There is a festival of small plays lasting 8 weeks. Each week 10 short plays are staged (as one show) and the audience votes for their favorite play among those 10. The next week we have a set of 10 new plays, the audience (different to last's week's audience) votes again and so on. Thus, from each week we have a most popular play. So 8 most popular plays. We want to select the 2 "most popular" out of these 8 plays to advance to the Final. The quotes around "most popular" are there to show that it is inherently unfair to compare popular plays from different weeks, since each week has a different set of plays. But let's say we cannot do anything about this and still we need to find a "fair" way to announce the 2 most popular out of the popular winners from each week.

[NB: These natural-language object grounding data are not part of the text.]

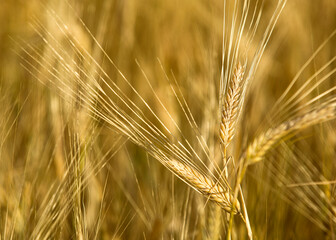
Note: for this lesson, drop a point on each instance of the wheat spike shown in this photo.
(259, 147)
(232, 106)
(206, 186)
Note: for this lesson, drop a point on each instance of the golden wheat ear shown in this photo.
(232, 106)
(259, 147)
(212, 190)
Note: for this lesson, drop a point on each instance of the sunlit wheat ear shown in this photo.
(259, 147)
(232, 106)
(201, 183)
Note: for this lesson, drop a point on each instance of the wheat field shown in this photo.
(131, 119)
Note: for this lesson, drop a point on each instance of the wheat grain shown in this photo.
(259, 147)
(232, 106)
(206, 186)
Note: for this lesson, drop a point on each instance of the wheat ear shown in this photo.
(232, 106)
(259, 147)
(206, 186)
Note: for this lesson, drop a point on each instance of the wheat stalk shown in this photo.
(206, 186)
(232, 106)
(259, 147)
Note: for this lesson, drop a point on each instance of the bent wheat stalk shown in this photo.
(203, 184)
(232, 106)
(259, 147)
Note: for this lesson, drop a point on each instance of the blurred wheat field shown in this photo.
(117, 120)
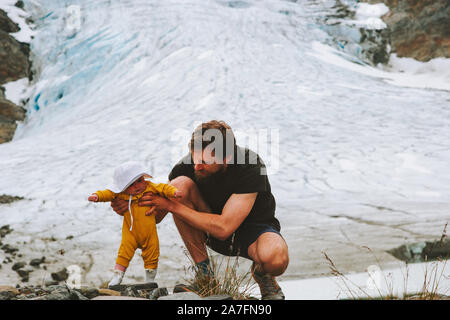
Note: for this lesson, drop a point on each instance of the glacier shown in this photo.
(360, 149)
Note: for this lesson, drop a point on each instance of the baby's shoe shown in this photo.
(150, 275)
(117, 278)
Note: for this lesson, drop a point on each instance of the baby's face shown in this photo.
(136, 187)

One obvious thing we do is to use percentages of votes instead of absolute vote numbers, since the audience numbers (hence votes) vary from week to week. The two plays with the highest percentages among the 8 winners are named "most popular" and advance to the Final.

There is a complication though that makes the whole problem mathematically interesting. Not all weeks have exactly 10 plays. Some might have 8 or 9, some might have 11. It is unfair to compare percentages of popular votes from sets that have different cardinality. If you do not see the unfairness immediately, consider an extreme case: week A has just two plays and week B has 10 plays. The winner of week A gets 60%, the winner of week B 20%. Is really A's winner that much more popular? Of course not. We need a way to adjust the percentages to a normative week of 10 plays.

The organisers of the festival have recognised this and apply the following formula, where $p$ is the percentage of received votes of the most popular play of one week, $\hat{p}$ the adjusted percentage, and $n$ the actual number of plays in that week.

$$\hat{p} = p \cdot \frac{n}{10}$$

This formula might seem intuitive at some level, but on closer inspection one can find that it is really arbitrary. Let's take n to be 9, and assume one play got 20%. The adjusted percentage is 18%. This can be interpreted in 2 equivalent ways: either

  1. The total number of votes remains the same and 1/10 of each play's votes were taken to be given to an imaginary extra play, or
  2. The votes of each play remain constant and the extra imaginary play gets an extra 1/9 of the total votes cast, so we have 10/9 total votes cast (compared to the actual votes cast). In other words the extra imaginary play got the average number of votes among the 9 plays.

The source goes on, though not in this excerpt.